Jeremy presenting a paper prototype

Our first Artcasting research team ‘deep day’ took place on Wednesday 27th May.  Some of the team were new to the idea of the ‘deep day’ so Chris (Speed) took charge of the whiteboard and gave us an insight into the creative and collaborative working ways of Design Informatics at Edinburgh College of Art.

The day started with feedback from our individual mini-projects.  Jen reviewed a survey that a gallery visitor might typically be asked to complete after an exhibition visit.  Reviewing the survey generated discussion around the purpose(s) of the questions asked and the data that might be generated.

Jeremy, who had been thinking about embodiment and the mobile phone, presented a review of gestures people might make with their phones in cultural spaces – including the fidget, the quick draw and the holster.  This lead to a discussion of acceptable and unacceptable behavior (and tacit knowledge) in cultural sector settings.

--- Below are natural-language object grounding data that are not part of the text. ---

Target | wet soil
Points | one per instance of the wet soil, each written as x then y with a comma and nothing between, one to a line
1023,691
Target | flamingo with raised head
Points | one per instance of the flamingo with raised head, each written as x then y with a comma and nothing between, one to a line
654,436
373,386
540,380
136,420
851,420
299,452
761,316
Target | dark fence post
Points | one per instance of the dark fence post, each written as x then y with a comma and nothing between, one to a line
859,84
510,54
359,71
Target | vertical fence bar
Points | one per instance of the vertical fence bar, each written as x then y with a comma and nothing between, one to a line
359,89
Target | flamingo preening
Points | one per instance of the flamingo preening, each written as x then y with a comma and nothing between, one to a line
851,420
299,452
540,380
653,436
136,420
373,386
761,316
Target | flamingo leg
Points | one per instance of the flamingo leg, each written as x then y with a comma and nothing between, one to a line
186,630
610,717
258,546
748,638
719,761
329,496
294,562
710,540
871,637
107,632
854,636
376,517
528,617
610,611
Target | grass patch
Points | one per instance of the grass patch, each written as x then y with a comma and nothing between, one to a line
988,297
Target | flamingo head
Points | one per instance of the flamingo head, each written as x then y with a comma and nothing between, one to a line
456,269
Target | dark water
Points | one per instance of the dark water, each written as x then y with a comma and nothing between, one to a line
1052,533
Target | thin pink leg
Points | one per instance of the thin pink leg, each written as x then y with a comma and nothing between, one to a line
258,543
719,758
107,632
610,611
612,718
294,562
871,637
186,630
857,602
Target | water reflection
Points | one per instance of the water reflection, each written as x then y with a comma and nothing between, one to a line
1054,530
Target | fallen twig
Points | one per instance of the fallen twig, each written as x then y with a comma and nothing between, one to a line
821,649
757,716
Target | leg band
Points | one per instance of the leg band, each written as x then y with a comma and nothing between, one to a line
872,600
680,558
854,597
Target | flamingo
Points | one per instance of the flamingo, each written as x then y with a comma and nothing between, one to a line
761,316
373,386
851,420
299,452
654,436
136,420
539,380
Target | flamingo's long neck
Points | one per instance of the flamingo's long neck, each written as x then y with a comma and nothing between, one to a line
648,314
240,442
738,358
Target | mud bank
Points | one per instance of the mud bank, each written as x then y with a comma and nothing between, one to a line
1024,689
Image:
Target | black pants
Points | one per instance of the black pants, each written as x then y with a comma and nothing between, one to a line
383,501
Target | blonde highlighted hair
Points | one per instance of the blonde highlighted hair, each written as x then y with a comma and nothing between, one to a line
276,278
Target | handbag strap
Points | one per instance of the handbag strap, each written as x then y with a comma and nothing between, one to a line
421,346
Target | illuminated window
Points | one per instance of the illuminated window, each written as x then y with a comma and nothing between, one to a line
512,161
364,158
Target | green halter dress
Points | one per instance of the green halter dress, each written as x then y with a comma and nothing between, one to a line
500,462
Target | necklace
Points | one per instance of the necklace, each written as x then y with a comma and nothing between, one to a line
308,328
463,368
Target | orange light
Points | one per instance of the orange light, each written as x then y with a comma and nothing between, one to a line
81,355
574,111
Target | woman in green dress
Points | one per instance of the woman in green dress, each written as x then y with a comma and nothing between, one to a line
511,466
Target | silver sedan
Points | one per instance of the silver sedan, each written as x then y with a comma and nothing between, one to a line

Chris (Barker) and I both took different approaches toward thinking about museum and gallery engagement in our mini-projects.  In addition, I provided an overview of some contemporary debates around the subject of arts evaluation: the social impact of the arts (intrinsic and instrumental, public and private), the use of quality/impact frameworks and associated methods of evaluation that predominately favour the production of quantitative data.

One of the highlights of the day included a ‘Pop-Prototyping on Paper’ exercise to design and bring to life our imagined versions of the Artcasting app. Though our apps differed in content, and clearly Chris Barker (Developer) had the edge on the design front, the process generated lots of ideas (too many?) about content and functionality.   We came away with a list of questions we hope our target audience (of 13-25 year olds) will help us to answer during workshops taking place in July.